If Mr. President succumbs to the threats from Atiku and co, he is wasting a very brilliant opportunity through which the ‘renegades’ would have known their real political worth. Some of them masquerading as political assets are in real terms political liabilities. Many of them are spent forces that cannot win a councillorship election in their wards, but ‘swagger’ around as national kingmakers due to the high level opacity that envelopes our political system and the unbridled patronage that they all like vampires suck the blood of this country’s political life.

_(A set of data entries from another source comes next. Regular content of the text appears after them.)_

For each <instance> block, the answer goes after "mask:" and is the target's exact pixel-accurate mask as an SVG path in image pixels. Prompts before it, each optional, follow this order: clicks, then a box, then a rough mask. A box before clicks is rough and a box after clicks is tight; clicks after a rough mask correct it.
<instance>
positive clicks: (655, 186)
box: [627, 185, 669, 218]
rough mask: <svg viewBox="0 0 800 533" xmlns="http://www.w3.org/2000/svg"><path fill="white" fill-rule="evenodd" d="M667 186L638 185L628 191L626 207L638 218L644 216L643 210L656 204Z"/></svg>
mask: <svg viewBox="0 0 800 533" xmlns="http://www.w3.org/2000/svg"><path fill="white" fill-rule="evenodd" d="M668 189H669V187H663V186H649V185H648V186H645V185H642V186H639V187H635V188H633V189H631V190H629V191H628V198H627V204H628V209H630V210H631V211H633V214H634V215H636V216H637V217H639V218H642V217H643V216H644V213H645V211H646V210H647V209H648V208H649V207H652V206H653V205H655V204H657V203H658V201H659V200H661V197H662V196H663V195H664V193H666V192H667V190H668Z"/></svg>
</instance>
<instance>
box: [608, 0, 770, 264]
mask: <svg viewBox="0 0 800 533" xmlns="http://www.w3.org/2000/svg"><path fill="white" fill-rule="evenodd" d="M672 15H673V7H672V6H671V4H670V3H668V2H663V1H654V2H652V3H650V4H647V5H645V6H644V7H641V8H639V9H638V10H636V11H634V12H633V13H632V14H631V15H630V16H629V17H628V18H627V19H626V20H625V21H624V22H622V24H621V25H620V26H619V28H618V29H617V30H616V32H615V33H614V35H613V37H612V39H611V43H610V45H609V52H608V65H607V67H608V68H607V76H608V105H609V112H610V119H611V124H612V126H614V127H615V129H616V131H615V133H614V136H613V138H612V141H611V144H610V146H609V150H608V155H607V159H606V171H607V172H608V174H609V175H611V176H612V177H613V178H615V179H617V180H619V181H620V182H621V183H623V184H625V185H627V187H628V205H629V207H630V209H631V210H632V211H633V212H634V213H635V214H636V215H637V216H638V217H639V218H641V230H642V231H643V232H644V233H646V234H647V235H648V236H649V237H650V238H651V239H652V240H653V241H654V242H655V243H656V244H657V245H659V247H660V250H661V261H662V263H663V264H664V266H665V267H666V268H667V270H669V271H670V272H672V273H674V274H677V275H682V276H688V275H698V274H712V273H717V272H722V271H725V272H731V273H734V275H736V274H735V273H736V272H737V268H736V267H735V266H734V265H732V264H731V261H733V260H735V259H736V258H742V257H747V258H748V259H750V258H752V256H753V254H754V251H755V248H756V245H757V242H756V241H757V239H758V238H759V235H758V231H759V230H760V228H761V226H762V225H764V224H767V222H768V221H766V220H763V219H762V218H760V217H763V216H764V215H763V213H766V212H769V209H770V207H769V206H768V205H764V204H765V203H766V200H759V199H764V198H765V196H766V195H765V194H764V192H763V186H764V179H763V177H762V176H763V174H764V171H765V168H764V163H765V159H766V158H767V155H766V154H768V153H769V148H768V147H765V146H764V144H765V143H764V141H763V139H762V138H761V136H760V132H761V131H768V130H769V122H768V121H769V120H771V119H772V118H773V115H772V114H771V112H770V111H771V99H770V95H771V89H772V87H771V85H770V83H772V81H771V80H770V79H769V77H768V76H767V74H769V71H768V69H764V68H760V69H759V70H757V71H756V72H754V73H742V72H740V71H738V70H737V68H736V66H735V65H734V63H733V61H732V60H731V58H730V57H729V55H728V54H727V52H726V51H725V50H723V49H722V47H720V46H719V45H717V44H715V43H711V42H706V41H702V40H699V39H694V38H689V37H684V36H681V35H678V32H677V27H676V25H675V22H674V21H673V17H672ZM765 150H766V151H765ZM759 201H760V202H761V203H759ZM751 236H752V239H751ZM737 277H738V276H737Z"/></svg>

Little wonder after presiding over the Special National Convention that saw to the ‘dismemberment’ of the PDP over the week end, Prof Jerry Gana held a Thanksgiving service at St. Mathew Anglican Church Abuja ,yesterday to thank God for the success(?) of the party's convention. I think success means a different thing to Prof Gana who has become the cat with nine lives in the Nigerian political terrain. Did he not say late July that PDP needs constant tension, maybe he is thanking God for the manifestation of that tension. According to him “I’m always worried when there is silence in the party because it is only in the grave you have constant silence. Wherever there is tension, there is progress.”
I have refrained from commenting on the infighting within the ruling party because everybody saw it coming. But after thinking it through, I do not think it is a bad thing to brood over. That’s why I will gladly join Prof. Gana in giving thanks to the good Lord because this trouble is for the good of Nigeria.